Even as a young Filipino girl, I saw Barbie as a model to aspire for — at first, for her statuesque figure and blonde hair that were very far from my own features, but eventually because her “life” offered an alternative to the nuclear family unit that I had come to know. I owned Barbies growing up because it would distinguish me from the boys in the family who had cars, Legos, and sports to enjoy. They wore blue, I wore pink. The women I grew up with were working girls like Barbie is, but they were primarily oriented towards matrimony and motherhood. It was a life that for a very long time, I wanted for myself too.
“I didn’t quite find the heart-wrenching aria that would make me tear up. Like the Barbie girl I was, I also dressed in pink with all the right accessories: waterproof mascara and a pack of tissues that remained unused. I guess emotional truth bombs were sold separately.”
But as I grew up, my Barbie dolls long forgotten, my dreams began to change too.
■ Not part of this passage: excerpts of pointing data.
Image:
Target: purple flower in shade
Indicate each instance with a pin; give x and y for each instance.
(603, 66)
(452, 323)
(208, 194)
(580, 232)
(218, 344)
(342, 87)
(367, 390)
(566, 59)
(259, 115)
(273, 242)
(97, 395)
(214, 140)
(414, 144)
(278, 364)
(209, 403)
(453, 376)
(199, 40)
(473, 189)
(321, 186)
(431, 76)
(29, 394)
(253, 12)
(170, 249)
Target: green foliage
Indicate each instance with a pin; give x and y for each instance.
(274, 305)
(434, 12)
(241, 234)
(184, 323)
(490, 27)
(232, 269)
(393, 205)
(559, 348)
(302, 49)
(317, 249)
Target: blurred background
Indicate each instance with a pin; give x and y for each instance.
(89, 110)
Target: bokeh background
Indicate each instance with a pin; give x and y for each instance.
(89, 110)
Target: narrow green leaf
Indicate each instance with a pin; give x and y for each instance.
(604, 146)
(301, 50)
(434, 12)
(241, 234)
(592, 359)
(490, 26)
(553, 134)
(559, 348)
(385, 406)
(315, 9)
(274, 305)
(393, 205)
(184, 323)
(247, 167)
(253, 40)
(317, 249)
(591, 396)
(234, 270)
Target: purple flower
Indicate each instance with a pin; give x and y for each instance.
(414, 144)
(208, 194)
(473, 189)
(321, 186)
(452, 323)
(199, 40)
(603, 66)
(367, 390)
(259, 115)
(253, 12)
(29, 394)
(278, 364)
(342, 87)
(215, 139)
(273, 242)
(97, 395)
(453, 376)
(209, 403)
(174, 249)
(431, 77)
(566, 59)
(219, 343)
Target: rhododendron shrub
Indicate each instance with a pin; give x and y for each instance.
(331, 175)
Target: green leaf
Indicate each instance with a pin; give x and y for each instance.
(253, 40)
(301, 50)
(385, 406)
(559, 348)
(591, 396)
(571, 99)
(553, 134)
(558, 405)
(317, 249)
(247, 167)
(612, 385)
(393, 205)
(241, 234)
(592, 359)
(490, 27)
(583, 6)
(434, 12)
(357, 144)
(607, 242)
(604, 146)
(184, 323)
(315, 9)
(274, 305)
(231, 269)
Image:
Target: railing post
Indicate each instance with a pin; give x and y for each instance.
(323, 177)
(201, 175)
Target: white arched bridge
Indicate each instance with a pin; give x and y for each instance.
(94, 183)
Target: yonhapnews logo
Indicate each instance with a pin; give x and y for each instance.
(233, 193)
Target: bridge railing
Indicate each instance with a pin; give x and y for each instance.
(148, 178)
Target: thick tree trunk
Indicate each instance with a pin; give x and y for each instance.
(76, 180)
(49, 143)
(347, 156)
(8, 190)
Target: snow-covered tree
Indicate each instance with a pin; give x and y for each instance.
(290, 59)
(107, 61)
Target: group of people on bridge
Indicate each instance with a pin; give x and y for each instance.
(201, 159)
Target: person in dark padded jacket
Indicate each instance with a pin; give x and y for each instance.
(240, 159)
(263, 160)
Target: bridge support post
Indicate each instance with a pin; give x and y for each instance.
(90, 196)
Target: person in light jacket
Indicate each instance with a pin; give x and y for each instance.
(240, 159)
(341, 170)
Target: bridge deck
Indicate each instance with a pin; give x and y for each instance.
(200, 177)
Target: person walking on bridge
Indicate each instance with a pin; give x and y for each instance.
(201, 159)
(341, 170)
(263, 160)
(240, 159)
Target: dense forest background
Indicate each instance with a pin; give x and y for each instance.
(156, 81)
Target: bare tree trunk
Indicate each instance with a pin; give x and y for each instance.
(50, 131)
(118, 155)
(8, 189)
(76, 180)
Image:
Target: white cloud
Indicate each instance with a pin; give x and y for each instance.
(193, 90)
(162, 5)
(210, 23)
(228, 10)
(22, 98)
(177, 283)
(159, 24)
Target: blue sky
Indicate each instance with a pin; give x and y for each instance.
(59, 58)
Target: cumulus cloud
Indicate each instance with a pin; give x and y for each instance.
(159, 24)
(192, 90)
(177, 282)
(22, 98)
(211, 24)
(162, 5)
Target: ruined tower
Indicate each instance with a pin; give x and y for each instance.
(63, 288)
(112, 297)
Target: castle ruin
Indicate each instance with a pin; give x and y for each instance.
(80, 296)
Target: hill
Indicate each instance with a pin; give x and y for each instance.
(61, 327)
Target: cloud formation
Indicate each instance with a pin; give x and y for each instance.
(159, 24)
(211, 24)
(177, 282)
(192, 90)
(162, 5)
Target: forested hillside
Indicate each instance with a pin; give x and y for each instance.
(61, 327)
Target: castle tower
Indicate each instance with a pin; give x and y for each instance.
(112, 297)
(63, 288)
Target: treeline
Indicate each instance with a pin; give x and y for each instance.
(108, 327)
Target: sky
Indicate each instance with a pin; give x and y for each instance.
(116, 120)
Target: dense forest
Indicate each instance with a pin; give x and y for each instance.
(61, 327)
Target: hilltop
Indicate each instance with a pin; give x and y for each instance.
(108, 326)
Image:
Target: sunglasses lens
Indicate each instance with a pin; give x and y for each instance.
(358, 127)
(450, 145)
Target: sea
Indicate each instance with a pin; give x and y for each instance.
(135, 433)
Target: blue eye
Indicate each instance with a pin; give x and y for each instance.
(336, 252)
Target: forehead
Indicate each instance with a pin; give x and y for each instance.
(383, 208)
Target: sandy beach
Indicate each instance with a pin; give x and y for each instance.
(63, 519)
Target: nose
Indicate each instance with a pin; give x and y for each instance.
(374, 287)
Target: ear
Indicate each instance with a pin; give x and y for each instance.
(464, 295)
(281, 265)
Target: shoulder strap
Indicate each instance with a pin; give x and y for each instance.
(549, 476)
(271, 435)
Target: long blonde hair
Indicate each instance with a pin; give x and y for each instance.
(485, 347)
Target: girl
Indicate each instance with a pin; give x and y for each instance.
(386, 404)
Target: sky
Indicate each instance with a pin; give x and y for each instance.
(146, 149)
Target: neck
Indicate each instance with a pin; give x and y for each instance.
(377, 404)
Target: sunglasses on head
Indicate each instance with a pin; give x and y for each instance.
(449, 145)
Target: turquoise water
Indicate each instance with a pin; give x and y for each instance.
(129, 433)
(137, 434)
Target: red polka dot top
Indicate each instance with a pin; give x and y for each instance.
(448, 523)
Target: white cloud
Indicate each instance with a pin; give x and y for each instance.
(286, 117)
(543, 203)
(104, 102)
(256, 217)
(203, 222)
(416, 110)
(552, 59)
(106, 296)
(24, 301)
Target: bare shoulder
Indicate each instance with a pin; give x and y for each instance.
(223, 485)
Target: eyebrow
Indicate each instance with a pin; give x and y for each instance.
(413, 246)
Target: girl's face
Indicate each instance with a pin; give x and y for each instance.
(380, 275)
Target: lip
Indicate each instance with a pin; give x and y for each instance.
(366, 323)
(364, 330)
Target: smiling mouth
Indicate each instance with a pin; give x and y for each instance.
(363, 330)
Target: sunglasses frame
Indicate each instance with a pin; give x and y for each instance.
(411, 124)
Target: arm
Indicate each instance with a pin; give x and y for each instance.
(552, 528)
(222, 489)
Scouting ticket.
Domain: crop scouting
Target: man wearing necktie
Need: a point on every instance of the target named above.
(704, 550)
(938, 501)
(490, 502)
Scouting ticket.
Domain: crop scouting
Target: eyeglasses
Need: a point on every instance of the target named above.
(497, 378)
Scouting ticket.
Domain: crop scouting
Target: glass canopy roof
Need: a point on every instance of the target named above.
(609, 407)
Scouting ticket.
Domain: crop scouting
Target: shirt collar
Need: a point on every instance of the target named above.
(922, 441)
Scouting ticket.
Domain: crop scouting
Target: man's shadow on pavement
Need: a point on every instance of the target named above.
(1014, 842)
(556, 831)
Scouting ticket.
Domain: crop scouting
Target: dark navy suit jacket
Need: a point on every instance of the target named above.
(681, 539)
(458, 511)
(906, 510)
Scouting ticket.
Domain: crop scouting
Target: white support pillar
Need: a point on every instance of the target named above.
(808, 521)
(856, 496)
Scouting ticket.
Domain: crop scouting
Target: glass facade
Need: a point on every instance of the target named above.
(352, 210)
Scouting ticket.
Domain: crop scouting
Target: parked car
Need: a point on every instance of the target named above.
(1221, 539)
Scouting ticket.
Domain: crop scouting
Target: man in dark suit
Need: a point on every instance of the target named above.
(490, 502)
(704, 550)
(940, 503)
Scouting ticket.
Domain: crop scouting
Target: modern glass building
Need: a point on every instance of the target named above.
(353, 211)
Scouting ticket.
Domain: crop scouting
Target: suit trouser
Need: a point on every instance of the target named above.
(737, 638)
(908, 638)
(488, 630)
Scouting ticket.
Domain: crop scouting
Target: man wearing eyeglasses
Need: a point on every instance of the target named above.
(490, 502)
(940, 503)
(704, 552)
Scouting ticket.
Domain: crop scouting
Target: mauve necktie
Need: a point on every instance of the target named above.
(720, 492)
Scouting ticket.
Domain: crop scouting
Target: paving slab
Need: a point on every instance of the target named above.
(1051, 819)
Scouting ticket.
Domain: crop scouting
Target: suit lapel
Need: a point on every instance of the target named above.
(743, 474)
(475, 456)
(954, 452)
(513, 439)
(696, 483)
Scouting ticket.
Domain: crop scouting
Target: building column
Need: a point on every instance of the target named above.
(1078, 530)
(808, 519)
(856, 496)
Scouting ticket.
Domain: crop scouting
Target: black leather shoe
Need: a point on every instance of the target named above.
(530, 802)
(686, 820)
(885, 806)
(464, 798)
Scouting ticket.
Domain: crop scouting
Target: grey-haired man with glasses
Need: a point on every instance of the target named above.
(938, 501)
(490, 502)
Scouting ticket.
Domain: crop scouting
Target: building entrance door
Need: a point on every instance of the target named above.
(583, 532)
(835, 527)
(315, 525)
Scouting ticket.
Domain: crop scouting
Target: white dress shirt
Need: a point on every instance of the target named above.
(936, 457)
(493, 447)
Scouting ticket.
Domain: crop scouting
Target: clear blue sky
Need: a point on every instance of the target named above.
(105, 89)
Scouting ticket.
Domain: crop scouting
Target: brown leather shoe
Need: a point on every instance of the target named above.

I unknowingly tread a path very much similar to my favorite doll. Like Barbie, I’m a daughter, sister, friend, and professional. Men and Kens are nice to look at, but offer little beyond the occasional friendship and banter. As I moved from one Dreamhouse to the next, I found fulfillment in things beyond romantic companionship: family, sisterhood, and the love of pets. I found myself as preoccupied with changing outfits as I was trying out new hobbies. My ideal form of a night out is a pajama party with the girlies. And just like in the movie, my own high heels/Birkenstock dilemma came in the form of a question: did I want to work towards the dreams made for me, or did I dare pursue a life that doesn’t quite fit the mold of the woman I was meant to be?